Monday, October 08, 2007


Despite having numerous ideas for novels blatting around my psyche already, a new one has elbowed its way in - a fairytale in fact, that matches the present day against the past (or rather the perceived past of a fairytale setting).

I guess that it's serendipitous that MJ mentioned he'd bought the Brothers Grimm collection (which one, I don't know) whilst I was already in possession of the Hans Christian Anderson collection (slightly less violent me thinks, and yet, so very... violent!). I felt the need to go out in search of the Brothers Grimm also - If I'm to write a semi-pastiche then I need to understand the machinations and standard themes (note, I've decided not to pursue a pastiche, but a completely new idea).

My initial idea was sparked whilst at the Police concert, listening to Wrapped Around Your Finger and the wonderful lyrics that I'd always associated with a magician and his apprentice and the powerplay between them - suddenly I felt the urge to write about it (nope, I've not written a thing yet). Over the course of the past month (has it been a month already?) I've toyed with that same idea - trying to make it work in a fictional novel context without it being entirely Sting's idea - it's not, I can assure you.

So, over the month I've stretched it out, drawing on previous story ideas and reworking the mythology of Sting's song to a secondary level that I'm not prepared to discuss here.

So it was that I bought a copy of the Grimms, and with it came a free copy of Angela Carter's The Bloody Chamber (short story collection based upon fairytales), which includes the original version of the film Company of Wolves. Why is this suddenly important?

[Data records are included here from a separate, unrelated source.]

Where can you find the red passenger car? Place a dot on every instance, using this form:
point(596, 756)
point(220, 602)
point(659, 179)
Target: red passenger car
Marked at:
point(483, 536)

Well, having read the title story I realise that it's the kind of style I want my novel-fairytale to include. Admittedly it's bleak, and I'd want to include some humour in my story, but her choice of words are as sublime as any Solvejg has ever used in his narratives:

His wedding gift, clasped round my throat. A choker of rubies, two inches wide, like an extraordinarily precious slit throat.

After the Terror, in the early days of the Directory, the aristos who'd escaped the guillotine had an ironic fad of tying a red ribbon round their necks at just the point where the blade would have sliced it through, a red ribbon like the memory of a wound. And his grandmother, taken with the notion, had her ribbon made up in rubies; such a gesture of luxurious defiance! That night at the opera comes back to me even now... the white dress; the frail child within it; and the flashing crimson jewels round her throat, bright as arterial blood.

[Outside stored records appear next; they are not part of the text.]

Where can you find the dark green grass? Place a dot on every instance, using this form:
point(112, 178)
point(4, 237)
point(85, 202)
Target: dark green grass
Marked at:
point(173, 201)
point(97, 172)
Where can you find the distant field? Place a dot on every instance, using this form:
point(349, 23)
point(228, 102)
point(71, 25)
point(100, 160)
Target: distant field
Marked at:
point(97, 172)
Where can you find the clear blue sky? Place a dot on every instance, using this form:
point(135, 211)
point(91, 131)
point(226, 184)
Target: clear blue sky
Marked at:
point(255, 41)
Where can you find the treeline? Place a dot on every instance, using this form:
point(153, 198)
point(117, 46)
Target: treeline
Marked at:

And that singular item, the ruby choker, wreaths the entire first story of the Bloody Chamber like a soiled bandage, such is Carter's well-planned imagery.

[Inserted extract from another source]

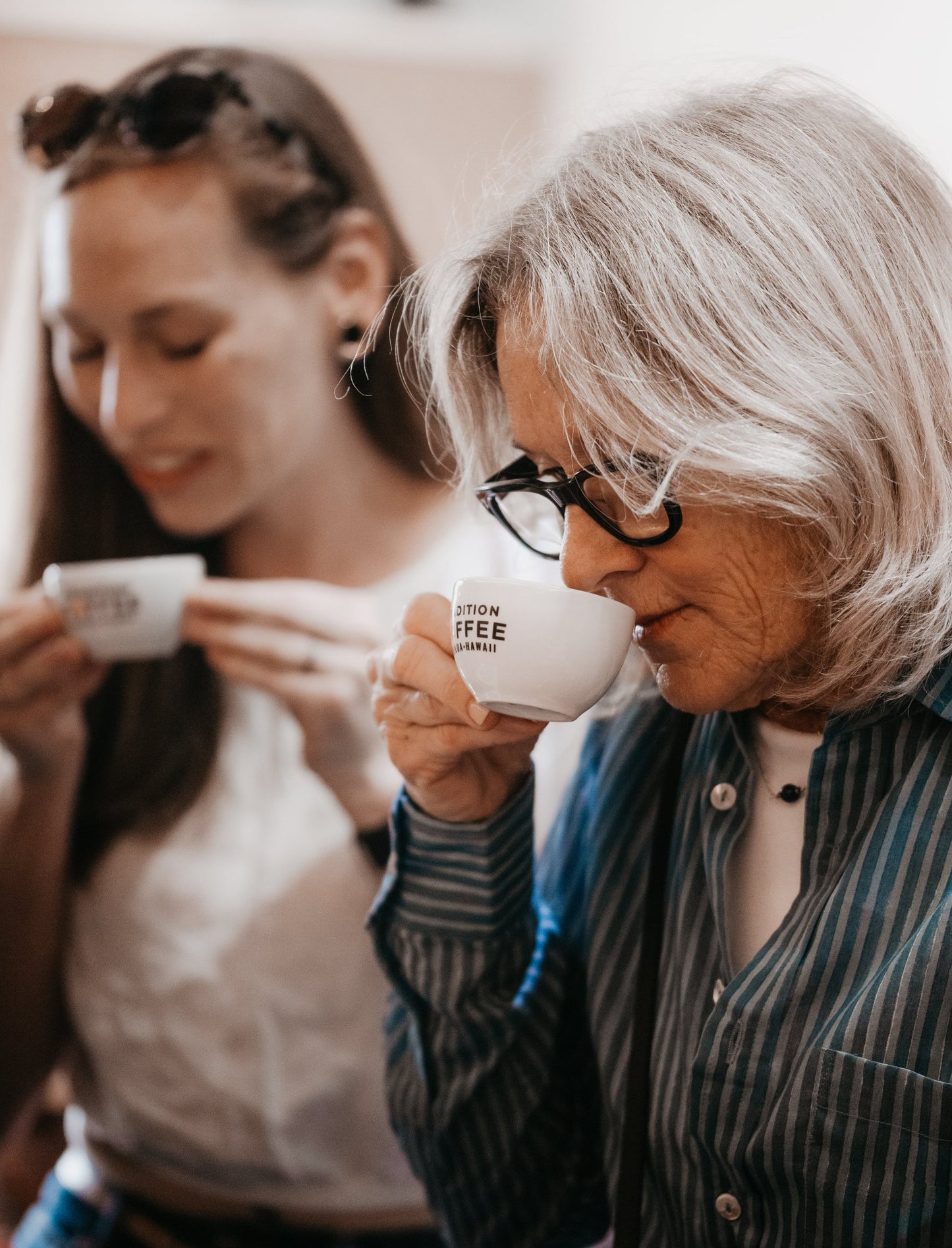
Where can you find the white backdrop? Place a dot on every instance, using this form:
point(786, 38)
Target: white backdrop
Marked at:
point(896, 54)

Now then, how might I copy?


solv said...

Lol, I can see Angela's style all over my own :o)
Okay, begin with WHAT?
What do you describe?
And then the HOW?
How do you describe it?
Angela and I share the desire to make the gruesome seem beautiful. Blood is likened to rubies, etc.
In my new piece, The Maggot Tree, I strung corpses from a tree and then impregnated the narrative with lovely foody words. What a cool contrast! Make the reader hungry whilst describing maggots and puckered flesh!
So that's at the heart of our style, and possibly somewhere near the heart of those fairytales: the innocent is defiled; the peaceful disturbed; the safe violated; the untouchable touched.
Note the exclamation marks/superlatives in Angela's style!
How's that for you old chum? Any use?

solv said...

If you fancied warming up, you could try describing an autopsy. Imagine that it's the coolest thing you've ever seen! It's beautiful, amazing, incredible! Nothing would tear you away from the scene! You could kiss those organs and wrap yourself in those blissful entrails!
What happens is that your wonder becomes infectious and makes the reader feel good about life. However, at the same time, the reader is rather disturbed at this love affair. It's a unique sensation and extremely powerful - maybe even primordial.

R1X said...

Which I gues is why, more than often (these days), those far-right religioso's want to burn all asunder simply because of how they've felt it defile them.

Thanks for that Solvey.

solv said...

There'll always be somebody eager to burn you old chum, just as there'll always be somebody ready to kiss your feet.

R1X said...

Well, they do smell a fair bit at the moment! Anyhoo, I'm going to forgo the rest of my course material and read Angela Carter :)

Now then, where's your latest that you want me to peruse?